Friday, July 20, 2012

The Stock Market -- Where Now?

There is an old saying: "Don't fight the tape!"  -- meaning, of course, sometimes the stock market just wants to go up regardless.  That seems to be what we have been witnessing the past few weeks as the stock market has almost regained its high for the year.

Why and where next?  First, the economy.  The economy has weakened over the past few months and seems to have stalled.  GDP growth may be zero at this point.  There are some bright spots:  the energy sector is the brightest, housing has started to look better in most sections of the country. But, the trends are down everywhere else.   A slide into negative growth territory is probably ahead in the second half of the year.

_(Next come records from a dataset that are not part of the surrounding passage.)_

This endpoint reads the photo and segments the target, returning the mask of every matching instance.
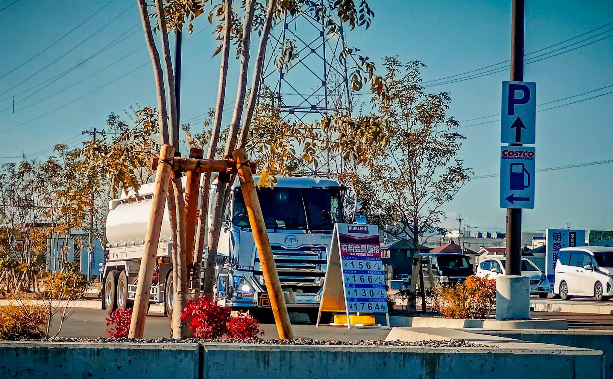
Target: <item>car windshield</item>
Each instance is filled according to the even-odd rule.
[[[257,188],[266,228],[272,229],[331,231],[341,222],[340,197],[324,188]],[[249,228],[240,188],[234,190],[232,224]]]
[[[594,251],[594,258],[598,266],[603,267],[613,267],[613,251]]]
[[[506,263],[506,259],[500,259],[502,262],[502,267],[506,268],[505,264]],[[528,261],[524,261],[522,259],[522,271],[538,271],[538,268],[528,262]]]
[[[463,255],[437,255],[436,261],[441,269],[468,269],[468,259]]]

What about Europe?  The steady slide into economic and political chaos continues across the Eurozone.  The only thing new is the strong possibility that Germany may join its sister states into the slide into disaster.  None of this has much to do with the Euro at this point.  The real issue is that debt market buyers seem poised to walk away from several sectors of the European sovereign debt market.  As that happens, Europe may descend into a new dark age.  Watch Greece and Spain for a preview of the future for much of Europe.  Thus far, there has been no reform and no austerity.  There have been government layoffs in Greece and Spain, but mostly because there is simply no money left to pay them.

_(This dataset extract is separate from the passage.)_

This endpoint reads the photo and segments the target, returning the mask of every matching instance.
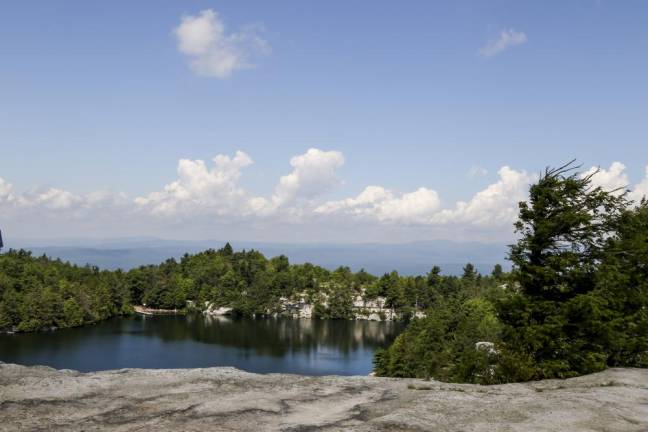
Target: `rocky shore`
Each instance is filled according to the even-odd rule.
[[[646,431],[648,370],[477,386],[0,363],[1,431]]]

What about the US business community?  This sector of the economy has not been this dispirited since the 1930s.  Large swaths of the American public no longer seem to believe in free markets.  That Obama still polls as high as he does is a clear indication that capitalism is in a fight for survival.  With half of all Americans now on some form of government support, the trend is ominous.  Given this atmosphere, the business community is frightened out of its wits and unlikely to provide the normal impetus to economic recovery that has appeared in every recession since the 1930s, except, of course, this one.

Without a recommittment to free markets, it is hard to see how the US situation gets any better.  The "tax the rich" themes of the Obama campaign, where "rich" is defined as someone making income of $ 200,000 per year, is hauntingly similar to Francois Hollande's call for 75 % tax rates in France.  Unemployment in France is now in double digits and rising and growth has turned negative.  Investors are looking for ways to hide income and assets, as opposed to looking for ways to deploy their assets in new businesses and ventures. 

Congressional Democrats believe that more food stamps and more unemployment compensation is the way to promote economic growth.  You wonder if they are kidding about this.  The President thinks business can grow and prosper without entrepreneurs.  He seems to believe that people should risk their capital without any hope of economic reward.  Receiving rewards for risking capital seems to be viewed as a criminal activity by the current occupant of the White House.

With this backdrop, stocks seem fully priced even though earnings reports are favorable.  Unless and until government policy becomes more tolerant of free markets, it is hard to see anything but trouble ahead for both the stock market and the American economy.  I would continue to avoid the stock market in this unfriendly environment.